Fun Home

Written by Alison Bechdel
Drawn by Alison Bechdel
Houghton Mifflin

I just found a copy of the hardcover edition in great shape, so I figured I'd dig out this old review from almost two years ago. This was one of the books that triggered my now-love of autobiographical comics. It remains my favorite, and one that I think all comics fans should read, unless they are a raging conservative.

A graphic novel in the truest sense, this drawn autobiography by Bechdel relies heavily on the journal she started keeping from an early age. We learn the story of her very dysfunctional family, where an effeminate father's deeper secrets are locked away until they destroy him.

In Bechdel's hands, we see her try to come to terms with that fact that she is a lesbian and her father was a repressed gay man who sadly had affairs with underage boys. Literary allusions from Joyce to Wilde to Fitzgerald appear with great style and good timing; Bechdel crafts her story in a way that I guess is referred to in prose as literary non-fiction.
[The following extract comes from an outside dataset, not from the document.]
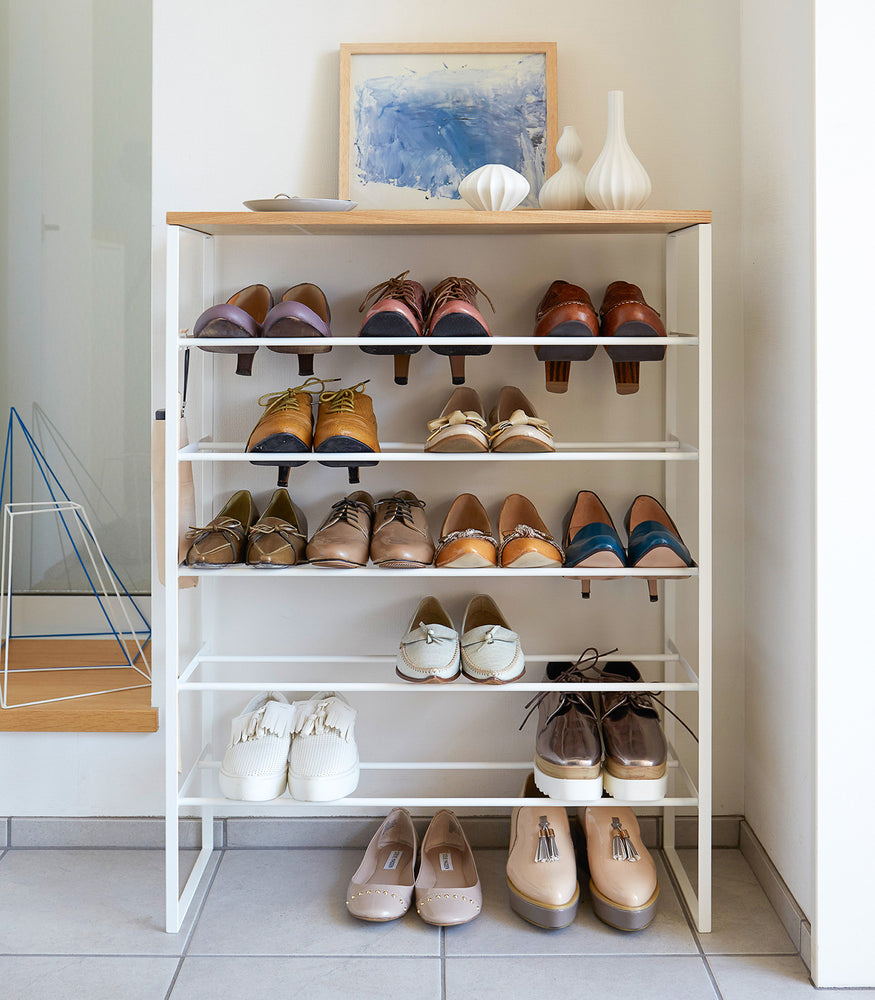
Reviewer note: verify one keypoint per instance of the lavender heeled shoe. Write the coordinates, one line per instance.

The artwork is simple and borrows some ideas from manga (for instance labeling things not immediately apparent to the reader) to good effect. I admire Bechdel's ability to face the truth head-on; there's nothing hidden from the reader, no matter how much it might hurt to remember. (There's a note of thanks to her brothers and mother for allowing her to be that frank.) All in all, this makes for fascinating reading, looking at a real-life dysfunctional family from the inside out.

This will be one of those books that people are talking about for the next fifty years, and with good reason. Read it now while you still can pretend to be cool about it later!